Simulating a Full NBA Game in R Studio
When simulating a game, there are three major components. The first component is the empty stats that are used to make a box score. The second component is the calculations of tendencies that are sent to the Possession function. Then, the possessions are run until the game clock reaches zero (unless overtime is required).
General Game Setup - Empty Box Score and Game Clock:
When each game is initialized, an empty box score is created. This means both teams’ shooting results, field goal percentages, rebounds, and defensive stats are set to zero. For a full box score example, see the “Testing the Simulator’s Accuracy” section. Non-traditional box score stats that are tracked are the number of possessions and number of overtimes. In addition to these stats, the previousResult variable is set to zero, and the game clock is set to 48 minutes.
Team Tendencies Setup:
The game function takes two parameters: team1 name and team2 name. It uses these parameters to filter the teams of interest from the TeamTotal dataset, and build the following tendencies:
The scaling factor (referred to as score in this write up) is the quotient of offensive rating and defensive ratings in the season that the two teams played, as previously mentioned. Shots attempted and shooting percentages are calculated from per game stats, and the turnover percentage is the average of the offensive and defensive teams’ respective turnover percentage and forced turnover percentage.
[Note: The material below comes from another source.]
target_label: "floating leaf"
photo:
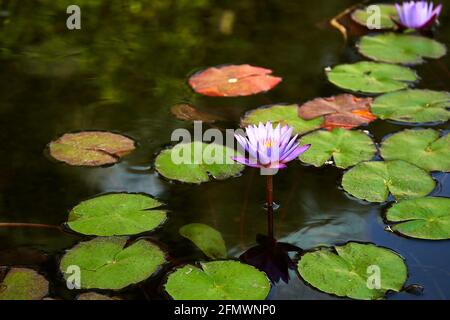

Game Clock and Possessions:
After the empty box score is created and the team tendencies are calculated, the possessions begin! Team 1 and 2 alternate possessions, and the stats returned from the possession function are then recorded in the box score. This process is repeated until the game clock reaches zero, and then the game function returns a dataframe that includes the tracked stats for both teams. If the game clock reaches zero and both teams have the same score, then a five minute overtime period is added. This overtime period repeats until the game clock reaches zero and the teams have different scores, just like in real life.
Testing the Simulator’s Accuracy (Tables followed by Explanations):
Tables 3 and 4 show the team box score stats from four real-life regular season games, real-life averages of those games, my simulator’s projected averages (from 5,000 simulations), and the difference (real life - simulated) in games played between the 2022 Boston Celtics and 2022 Milwaukee Bucks. All shooting percentages were accurately simulated within 2.5% of the actual average and all box score stats were within 7.5 of the real life average. Table 3 shows the Bucks’ stats and Table 4 shows the Celtics’ stats; they were split up for ease of interpretation but are related to each other in that the two teams were simulated playing against each other.
Overall, I am very satisfied with the simulation accuracy. I ran tests when experimenting between teams from 2016, and then ran validation tests with teams from 2022 once I was satisfied with the 2016 simulation accuracy. The one major difference in real life stats and the model’s projections is that the model predicts many fewer free throws than what actually occurred, and this is because I didn’t include non-shooting fouls (as previously discussed) in my simulations. Additionally, it predicted 8 fewer three pointers attempted for the Celtics than what actually happened, and this may be due to the team’s offensive gameplan. The Buck’s projected three pointers attempted was accurate, so my theory is that the Celtics took more three point shots for one major reason: former MVP Giannis Antetokounmpo clogging the interior of the court forcing the Celtics’ game plan to be very different compared to their usual one, with more outside shots and fewer inside shots attempted. That being said, the Celtics’ three point percentage was still within one percentage point of what the simulations projected, which I was very satisfied with.